Narrow exceptions (e.g., malpractice defense or investigations of harm) still allow disclosure of sensitive pregnancy‑related records, so some patients’ information could be exposed.
Hospitals, providers, and health IT developers will incur compliance costs to implement segmentation, update workflows, and maintain systems, increasing administrative and development expenses.

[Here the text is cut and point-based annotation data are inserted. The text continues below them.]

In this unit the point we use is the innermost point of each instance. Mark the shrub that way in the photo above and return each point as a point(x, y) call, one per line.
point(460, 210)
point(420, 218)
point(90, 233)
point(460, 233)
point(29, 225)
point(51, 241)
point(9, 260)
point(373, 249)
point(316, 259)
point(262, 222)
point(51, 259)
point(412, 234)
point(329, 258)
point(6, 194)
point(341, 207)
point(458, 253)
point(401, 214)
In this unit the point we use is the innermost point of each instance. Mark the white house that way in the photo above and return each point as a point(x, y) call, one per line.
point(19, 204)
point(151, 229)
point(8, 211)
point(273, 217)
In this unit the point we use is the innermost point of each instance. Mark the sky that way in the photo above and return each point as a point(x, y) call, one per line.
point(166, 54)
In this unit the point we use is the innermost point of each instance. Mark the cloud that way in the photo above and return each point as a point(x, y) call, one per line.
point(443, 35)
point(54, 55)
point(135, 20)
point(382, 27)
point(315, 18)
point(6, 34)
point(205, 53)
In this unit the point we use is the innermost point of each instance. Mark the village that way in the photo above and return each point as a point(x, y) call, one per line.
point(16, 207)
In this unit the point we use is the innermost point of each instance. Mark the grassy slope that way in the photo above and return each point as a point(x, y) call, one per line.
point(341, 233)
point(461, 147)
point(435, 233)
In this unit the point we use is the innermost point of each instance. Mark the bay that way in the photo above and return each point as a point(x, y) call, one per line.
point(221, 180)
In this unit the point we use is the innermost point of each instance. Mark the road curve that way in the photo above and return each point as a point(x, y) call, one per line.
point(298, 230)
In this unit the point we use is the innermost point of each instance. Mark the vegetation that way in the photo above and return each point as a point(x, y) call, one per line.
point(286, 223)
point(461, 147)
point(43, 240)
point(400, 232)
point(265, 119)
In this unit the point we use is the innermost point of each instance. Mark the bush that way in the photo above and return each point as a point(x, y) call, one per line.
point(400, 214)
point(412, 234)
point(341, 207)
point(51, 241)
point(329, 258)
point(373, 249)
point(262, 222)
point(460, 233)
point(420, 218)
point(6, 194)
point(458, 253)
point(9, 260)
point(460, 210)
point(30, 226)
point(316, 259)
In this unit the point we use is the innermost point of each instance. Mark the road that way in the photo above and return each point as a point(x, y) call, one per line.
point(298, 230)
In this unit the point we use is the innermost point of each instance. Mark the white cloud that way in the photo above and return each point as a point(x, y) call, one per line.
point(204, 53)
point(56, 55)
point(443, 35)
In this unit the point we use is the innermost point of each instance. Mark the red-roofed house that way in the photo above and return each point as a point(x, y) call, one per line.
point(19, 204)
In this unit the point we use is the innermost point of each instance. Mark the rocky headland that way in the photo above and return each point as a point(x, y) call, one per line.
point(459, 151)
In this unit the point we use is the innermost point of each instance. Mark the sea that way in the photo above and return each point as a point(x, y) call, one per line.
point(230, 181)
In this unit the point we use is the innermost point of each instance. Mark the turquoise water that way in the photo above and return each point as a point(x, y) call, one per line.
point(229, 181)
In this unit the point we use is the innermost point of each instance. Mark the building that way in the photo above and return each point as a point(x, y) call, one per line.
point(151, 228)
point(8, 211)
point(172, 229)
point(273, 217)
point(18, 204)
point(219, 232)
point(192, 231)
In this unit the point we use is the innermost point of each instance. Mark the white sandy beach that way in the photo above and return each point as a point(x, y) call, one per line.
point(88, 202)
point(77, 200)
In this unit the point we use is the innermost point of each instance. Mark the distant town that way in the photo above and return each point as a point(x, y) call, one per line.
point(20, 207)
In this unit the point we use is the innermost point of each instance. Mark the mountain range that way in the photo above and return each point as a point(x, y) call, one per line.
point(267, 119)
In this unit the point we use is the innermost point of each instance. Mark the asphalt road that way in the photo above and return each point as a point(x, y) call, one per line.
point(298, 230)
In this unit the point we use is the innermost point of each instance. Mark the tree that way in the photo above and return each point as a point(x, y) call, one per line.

Federal preemption of conflicting state laws could disrupt existing state procedures and require changes by states or entities, creating legal uncertainty and transitional burdens.
Based on analysis of 2 sections of legislative text.
Makes pregnancy termination or loss health information non‑disclosable in legal proceedings without HIPAA authorization, requires health IT data segregation, and preempts weaker state laws.
Official title: To ensure the privacy of pregnancy termination or loss information under the HIPAA privacy regulations and the HITECH Act.
Introduced June 25, 2026 by Sara Jacobs · Last progress June 25, 2026
Prohibits covered health care entities and their business associates from disclosing an individual’s pregnancy termination or loss information in any federal, state, local, or Tribal proceeding unless the individual gives a valid HIPAA authorization, with two narrow exceptions for defending professional liability claims and for investigating physical harm when the individual is dead or incapacitated. Directs HHS to change federal health IT and information-blocking rules so segregated pregnancy-loss data is not treated as information blocking and requires health IT developers to implement data-segmentation practices for this information. Preempts conflicting state laws but preserves state laws that provide stronger privacy protections. Requires HHS outreach and a fast rulemaking schedule (interim final rules within 90 days of enactment and final rules within 270 days after publication of the interim rule). The measure defines key terms and what counts as "pregnancy termination or loss information."